For Immediate Release:
July 14, 2011
Lewistown, Montana - Buffalo Field Campaign and Western Watersheds Project filed today to intervene in consolidated lawsuits by Park County and the Park County Stockgrowers Association to stop a plan by the state of Montana to permit bison some room to migrate within Gardiner Basin outside Yellowstone National Park.
The groups say Gardiner Basin provides critical winter habitat and is a key corridor for the migratory species to roam in Montana.
"This reconnection of buffalo and the land on which they belong is a long overdue first step," said Daniel Brister, Executive Director of Buffalo Field Campaign. "Local Montanans welcome the buffalo's migration, have learned to live with buffalo, and desire to see the wild species return."
Gardiner Basin encompasses a small portion of the bison's northern winter range originally reaching 40 miles beyond Yankee Jim Canyon into Paradise Valley along the Yellowstone River.

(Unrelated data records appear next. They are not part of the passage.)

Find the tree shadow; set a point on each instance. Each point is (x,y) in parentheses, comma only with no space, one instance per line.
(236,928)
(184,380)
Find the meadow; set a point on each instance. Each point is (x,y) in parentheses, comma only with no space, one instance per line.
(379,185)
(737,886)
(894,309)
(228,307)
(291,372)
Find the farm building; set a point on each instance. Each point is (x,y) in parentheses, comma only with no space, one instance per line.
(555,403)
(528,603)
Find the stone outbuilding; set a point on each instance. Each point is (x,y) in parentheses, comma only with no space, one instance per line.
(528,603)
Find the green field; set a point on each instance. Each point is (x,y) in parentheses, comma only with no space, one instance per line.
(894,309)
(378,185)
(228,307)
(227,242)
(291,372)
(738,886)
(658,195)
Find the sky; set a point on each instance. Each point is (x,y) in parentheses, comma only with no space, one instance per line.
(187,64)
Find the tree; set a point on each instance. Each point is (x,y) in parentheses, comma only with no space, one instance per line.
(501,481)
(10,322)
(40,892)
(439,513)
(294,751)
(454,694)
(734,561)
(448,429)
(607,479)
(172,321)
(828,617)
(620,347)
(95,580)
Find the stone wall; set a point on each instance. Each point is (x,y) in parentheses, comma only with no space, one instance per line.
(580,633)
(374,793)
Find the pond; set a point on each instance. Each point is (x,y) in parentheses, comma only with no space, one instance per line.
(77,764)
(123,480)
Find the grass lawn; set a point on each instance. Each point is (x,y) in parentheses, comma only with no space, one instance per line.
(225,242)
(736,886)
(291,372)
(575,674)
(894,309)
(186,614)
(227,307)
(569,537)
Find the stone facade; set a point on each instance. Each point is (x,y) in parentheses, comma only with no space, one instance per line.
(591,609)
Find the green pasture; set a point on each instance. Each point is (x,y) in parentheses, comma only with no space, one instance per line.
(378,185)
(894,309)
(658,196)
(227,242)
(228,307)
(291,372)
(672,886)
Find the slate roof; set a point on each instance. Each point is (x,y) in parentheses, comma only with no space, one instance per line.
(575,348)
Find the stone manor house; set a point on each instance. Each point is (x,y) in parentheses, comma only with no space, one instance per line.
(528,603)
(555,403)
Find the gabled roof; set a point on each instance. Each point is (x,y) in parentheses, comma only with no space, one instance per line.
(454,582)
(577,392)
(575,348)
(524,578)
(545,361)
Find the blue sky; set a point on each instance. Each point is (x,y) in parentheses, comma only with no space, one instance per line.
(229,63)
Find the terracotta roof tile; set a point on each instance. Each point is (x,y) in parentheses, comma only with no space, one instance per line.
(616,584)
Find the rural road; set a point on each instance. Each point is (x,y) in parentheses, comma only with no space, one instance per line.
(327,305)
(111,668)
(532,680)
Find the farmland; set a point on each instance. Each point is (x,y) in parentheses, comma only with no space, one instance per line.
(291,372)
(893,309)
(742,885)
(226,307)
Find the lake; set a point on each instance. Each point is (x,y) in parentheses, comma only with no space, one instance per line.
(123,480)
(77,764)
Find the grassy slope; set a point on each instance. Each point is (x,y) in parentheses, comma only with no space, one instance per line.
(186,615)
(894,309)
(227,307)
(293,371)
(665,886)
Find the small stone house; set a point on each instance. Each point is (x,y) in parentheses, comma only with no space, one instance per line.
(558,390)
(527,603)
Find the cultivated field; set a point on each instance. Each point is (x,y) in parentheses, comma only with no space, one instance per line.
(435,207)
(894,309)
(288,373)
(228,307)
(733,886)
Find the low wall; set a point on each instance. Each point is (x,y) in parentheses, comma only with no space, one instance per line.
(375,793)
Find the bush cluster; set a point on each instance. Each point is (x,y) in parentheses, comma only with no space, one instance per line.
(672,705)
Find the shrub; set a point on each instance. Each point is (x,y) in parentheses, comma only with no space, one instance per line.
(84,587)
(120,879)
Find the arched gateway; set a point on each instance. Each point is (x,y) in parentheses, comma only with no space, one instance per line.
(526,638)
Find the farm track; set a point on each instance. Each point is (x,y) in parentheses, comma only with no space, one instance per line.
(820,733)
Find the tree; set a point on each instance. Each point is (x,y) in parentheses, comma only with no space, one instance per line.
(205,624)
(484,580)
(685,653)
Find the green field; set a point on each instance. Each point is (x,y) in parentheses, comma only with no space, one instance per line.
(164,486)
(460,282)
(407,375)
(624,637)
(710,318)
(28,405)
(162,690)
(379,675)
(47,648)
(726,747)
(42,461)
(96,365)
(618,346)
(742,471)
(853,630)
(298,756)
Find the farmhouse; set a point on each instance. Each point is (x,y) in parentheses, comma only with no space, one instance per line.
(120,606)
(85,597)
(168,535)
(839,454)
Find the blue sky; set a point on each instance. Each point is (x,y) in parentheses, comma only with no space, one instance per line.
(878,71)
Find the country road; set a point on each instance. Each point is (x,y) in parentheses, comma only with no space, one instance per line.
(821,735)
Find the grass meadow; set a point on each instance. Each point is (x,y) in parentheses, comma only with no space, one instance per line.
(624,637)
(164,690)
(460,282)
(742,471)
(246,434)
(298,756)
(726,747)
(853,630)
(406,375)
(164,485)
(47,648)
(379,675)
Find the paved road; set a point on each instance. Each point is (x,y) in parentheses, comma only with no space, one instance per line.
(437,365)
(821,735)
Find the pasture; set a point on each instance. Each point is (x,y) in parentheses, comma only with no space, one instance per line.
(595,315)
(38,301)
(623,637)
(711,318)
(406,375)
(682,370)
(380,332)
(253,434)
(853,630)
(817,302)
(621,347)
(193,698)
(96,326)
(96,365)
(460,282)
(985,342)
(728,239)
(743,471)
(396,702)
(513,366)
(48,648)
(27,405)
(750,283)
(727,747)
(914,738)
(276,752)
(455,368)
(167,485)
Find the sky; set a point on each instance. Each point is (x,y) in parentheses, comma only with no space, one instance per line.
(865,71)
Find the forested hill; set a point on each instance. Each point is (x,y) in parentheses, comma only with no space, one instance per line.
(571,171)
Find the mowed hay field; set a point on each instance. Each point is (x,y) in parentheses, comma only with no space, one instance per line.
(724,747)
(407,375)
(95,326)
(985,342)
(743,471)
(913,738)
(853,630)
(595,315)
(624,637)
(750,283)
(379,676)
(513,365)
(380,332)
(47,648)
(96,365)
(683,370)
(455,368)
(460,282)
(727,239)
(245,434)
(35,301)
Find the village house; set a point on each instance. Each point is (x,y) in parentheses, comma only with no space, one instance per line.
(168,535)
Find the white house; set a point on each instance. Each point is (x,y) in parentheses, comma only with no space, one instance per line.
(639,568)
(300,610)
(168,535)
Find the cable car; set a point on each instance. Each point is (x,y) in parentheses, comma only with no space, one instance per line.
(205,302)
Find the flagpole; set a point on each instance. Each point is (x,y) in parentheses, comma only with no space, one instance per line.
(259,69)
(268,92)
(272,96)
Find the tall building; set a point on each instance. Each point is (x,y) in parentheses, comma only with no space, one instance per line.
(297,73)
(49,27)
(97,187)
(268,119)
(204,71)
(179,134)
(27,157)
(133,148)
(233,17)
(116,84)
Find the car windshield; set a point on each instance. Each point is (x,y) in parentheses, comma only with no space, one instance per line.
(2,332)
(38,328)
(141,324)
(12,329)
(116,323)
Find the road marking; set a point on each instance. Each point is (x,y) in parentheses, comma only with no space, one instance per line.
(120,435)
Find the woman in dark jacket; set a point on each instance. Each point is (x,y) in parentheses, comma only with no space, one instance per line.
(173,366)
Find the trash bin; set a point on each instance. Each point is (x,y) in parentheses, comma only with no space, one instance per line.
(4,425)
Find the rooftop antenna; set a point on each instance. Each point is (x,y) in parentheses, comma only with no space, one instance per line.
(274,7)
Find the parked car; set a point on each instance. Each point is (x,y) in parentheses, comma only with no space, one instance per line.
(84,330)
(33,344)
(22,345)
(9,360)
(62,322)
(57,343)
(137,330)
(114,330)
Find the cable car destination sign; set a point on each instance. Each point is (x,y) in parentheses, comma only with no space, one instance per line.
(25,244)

Park County residents who filed affidavits in state court say the bison need a break from wasteful taxpayer funded government hazing, capture, and slaughter operations that harms their interest in co-existing with the wild species in their native range.
"Yellowstone is one of a very few nearly intact ecosystems on the planet and is considered a world treasure," said Fred Baker, who owns property the bison migrate onto along the Old Yellowstone Trail. "To not support free roaming Bison in my opinion is an American travesty."
"I found this winter very special in viewing bison up and down the Gardiner Basin," said Gardiner, Montana resident Scott Hoeninghausen. "A limited amount of tolerance created an unlimited amount of beauty."
The plan agreed to by Montana would permit some bison to temporarily occupy some winter range in the Gardiner Basin.
Bison migrating beyond Yankee Jim Canyon would be subject to shooting by state officials, an action which the groups and residents deplore.
"It is long past time for bison to be able to return to their historic range in Montana," said Jon Marvel, executive director of Western Watersheds Project. "WWP welcomes the opportunity to support the State of Montana."
District Court Judge E. Wayne Phillips of Lewistown has scheduled a hearing for the consolidated cases in which BFC and WWP seek to intervene in the fall of 2011.
Judge Phillips replaced Park County District Court Judge Nels Swandal who was removed from the case after Montana Fish, Wildlife & Parks petitioned for a new judge.
Before he was removed from hearing the suit, Judge Swandal granted a temporary restraining order to the stock growers and the county thwarting Montana participation in the new agreed upon plan.